The other day, Husband and I were in the supermarket and we were mucking around, having a joke and a bit of banter with each other, when I jokingly said to him “I’m going to thump you when we get home!”. It was clearly said in jest and no-one batted an eyelid, but what if it had been said the other way around? If you heard a man, even jokingliy, say to his female spouse “I’m going to hit you later”, would you be able to take it with a pinch of salt, or would you secretly be wondering if he was a wife-beater? We’re hypocrites when it comes to domestic abuse, as the video below illustrates brilliantly:
What’s even more scary is that the experts now think that children who see domestic violence happening are perpetuating the behaviour as adults and continuing the negative cycle. A quote from an article in The Guardian said:
Chief Constable Stephen Kavanagh said: “These trends are well established and the worrying thing is there is an increase from tournament to tournament. We have to ask – are perpetrators becoming increasingly confident? Are we seeing intergenerational abusers?

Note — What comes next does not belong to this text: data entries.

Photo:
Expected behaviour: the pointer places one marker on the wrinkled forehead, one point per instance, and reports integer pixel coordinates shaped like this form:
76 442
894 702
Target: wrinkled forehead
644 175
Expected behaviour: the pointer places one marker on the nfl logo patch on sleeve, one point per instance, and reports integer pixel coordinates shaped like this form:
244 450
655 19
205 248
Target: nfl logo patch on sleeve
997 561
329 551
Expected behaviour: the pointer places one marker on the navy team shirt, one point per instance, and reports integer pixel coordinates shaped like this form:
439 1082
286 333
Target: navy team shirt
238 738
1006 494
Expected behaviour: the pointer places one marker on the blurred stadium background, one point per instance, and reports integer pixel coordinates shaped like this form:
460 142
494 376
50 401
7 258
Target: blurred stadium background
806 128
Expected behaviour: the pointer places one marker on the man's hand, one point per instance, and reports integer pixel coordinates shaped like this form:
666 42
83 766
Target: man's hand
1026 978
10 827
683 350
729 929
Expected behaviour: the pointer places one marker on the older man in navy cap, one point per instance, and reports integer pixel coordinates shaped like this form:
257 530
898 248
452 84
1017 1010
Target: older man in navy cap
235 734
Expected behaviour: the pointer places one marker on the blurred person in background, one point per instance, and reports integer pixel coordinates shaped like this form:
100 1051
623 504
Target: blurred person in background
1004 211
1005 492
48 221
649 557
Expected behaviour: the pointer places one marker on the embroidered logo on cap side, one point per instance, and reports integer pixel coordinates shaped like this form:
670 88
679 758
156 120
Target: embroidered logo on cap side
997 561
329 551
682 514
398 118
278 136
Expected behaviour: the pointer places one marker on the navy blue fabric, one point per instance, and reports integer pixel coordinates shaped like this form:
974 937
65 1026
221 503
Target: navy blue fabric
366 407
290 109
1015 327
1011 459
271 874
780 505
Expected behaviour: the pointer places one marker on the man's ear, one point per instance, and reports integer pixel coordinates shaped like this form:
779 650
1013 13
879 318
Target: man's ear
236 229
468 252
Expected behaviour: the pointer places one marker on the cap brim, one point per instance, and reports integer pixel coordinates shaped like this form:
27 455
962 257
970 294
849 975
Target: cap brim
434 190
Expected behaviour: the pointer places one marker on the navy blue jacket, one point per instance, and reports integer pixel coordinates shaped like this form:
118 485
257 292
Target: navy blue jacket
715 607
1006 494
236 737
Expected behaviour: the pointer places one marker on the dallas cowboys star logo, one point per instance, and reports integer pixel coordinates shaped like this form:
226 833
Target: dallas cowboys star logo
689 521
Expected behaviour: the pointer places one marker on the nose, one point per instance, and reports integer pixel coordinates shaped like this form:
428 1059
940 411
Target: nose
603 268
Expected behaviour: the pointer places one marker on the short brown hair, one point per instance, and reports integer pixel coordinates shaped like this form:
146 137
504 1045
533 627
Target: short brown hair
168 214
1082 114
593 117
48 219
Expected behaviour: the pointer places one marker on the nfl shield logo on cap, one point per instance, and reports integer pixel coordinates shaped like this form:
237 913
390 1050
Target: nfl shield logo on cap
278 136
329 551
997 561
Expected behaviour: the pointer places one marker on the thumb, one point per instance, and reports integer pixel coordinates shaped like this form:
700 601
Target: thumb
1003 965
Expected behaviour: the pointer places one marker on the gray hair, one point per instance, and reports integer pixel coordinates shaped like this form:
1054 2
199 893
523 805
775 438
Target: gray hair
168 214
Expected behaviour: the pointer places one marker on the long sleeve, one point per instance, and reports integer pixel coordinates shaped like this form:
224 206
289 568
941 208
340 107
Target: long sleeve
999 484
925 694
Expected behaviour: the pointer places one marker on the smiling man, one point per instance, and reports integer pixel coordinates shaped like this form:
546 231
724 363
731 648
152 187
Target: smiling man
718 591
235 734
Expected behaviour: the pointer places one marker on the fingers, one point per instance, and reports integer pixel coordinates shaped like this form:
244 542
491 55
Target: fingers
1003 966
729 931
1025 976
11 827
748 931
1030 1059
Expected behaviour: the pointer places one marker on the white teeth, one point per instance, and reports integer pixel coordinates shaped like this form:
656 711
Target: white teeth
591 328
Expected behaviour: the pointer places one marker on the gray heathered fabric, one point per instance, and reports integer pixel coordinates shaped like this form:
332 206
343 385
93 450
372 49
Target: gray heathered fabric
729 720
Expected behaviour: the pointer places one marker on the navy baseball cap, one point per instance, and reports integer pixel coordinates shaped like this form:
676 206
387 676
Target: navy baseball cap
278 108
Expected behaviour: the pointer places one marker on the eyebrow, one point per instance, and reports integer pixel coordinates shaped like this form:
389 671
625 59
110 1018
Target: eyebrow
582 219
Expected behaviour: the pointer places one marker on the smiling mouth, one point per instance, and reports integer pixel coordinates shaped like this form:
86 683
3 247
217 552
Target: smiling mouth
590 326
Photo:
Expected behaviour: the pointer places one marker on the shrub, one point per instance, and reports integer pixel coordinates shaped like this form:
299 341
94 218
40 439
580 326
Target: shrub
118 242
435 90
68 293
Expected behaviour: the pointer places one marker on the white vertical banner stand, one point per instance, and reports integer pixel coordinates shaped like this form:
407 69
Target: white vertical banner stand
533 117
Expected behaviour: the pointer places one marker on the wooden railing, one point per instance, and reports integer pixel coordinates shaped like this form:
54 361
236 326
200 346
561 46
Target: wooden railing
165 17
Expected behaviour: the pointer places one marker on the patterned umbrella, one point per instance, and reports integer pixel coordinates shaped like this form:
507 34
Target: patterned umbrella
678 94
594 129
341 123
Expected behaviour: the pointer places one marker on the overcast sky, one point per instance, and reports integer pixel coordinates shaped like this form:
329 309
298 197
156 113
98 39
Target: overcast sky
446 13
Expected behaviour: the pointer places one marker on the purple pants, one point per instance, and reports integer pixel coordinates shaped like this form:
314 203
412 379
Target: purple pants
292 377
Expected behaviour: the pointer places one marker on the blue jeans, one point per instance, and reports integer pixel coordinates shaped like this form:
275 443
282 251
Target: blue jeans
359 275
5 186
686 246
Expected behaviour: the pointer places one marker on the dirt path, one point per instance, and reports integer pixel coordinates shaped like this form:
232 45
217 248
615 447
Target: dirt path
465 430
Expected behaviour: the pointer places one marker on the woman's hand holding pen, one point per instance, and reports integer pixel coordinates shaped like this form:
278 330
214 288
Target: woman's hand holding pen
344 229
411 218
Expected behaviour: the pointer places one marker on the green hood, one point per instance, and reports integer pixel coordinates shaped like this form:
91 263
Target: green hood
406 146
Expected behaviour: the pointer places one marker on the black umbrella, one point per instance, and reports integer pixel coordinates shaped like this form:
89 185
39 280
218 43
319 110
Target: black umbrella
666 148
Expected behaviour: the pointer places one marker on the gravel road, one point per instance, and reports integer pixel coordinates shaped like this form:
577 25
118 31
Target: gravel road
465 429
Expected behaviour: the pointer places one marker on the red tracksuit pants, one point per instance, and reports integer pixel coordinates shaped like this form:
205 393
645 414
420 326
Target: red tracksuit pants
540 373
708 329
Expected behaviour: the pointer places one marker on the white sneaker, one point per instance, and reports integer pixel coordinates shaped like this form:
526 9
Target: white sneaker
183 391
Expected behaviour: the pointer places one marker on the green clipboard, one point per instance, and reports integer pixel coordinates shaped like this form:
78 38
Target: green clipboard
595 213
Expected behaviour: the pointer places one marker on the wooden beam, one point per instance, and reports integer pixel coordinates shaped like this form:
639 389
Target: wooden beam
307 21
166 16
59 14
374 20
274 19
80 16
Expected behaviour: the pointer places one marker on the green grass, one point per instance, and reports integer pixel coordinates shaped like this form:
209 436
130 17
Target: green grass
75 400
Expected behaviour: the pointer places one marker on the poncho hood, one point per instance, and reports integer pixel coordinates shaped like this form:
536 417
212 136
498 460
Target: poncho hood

“One of the things that we are looking at is around learned behaviour and this is causing us concern. Are there now people who have seen their parent behave in this way during tournaments who now think it is acceptable for them to do the same?
Its got to the point now where concern over the rise in domestic violence during the World Cup (over 25% in Lancashire in 2010) is so significant that local authorities are running poster campaigns on bus stops and billboards, urging people not to be violent to their partners during this tournament.
I’ll just stop and let you absorb that for a moment.
We’re putting posters up to REMIND people not to abuse their significant other.
I’m sorry, but that scares the shit out of me. Has society really degraded to that point? Do we need to get the ladies in Waitrose to remind us; “Here’s your change, receipt and little green token, sir. Enjoy the match tonight and DO remember not to beat the living daylights out of your wife!”
I’m not making light of domestic violence or being glib about such a horrible situation but there’s no denying that the figures speak for themselves. What makes this even worse is that the increase is still only representative of the incidents which are actually reported…it’s estimated that 70% of domestic violence actually goes unreported, which means that the figures are nauseatingly higher than we really think they are. People are reluctant to report things because they think they won’t be taken seriously, or put themselves or their families in further danger. I have a good friend who used to be a constable in the Metropolitan Police and they’ve confided in us on more that one occasion that it’s unbearably disheartening to charge someone for a horrible, violent offence only for judges to hand out piffling, insultingly short sentences – is it any wonder people are too scared to report things when they know their abuser will be a free person within a matter of days?
I don’t know what the solution is here – I truly wish I did. All I know is, any kind of violence is wrong and we need to be doing more to teach our children this.
If you’re suffering any form of domestic abuse, be you male or female, straight, gay or anything else, you MUST get help. Refuge are an amazing charity which helps victims of domestic abuse and there are also lots of other charities working in specific areas who can help with emergency housing needs and much else besides.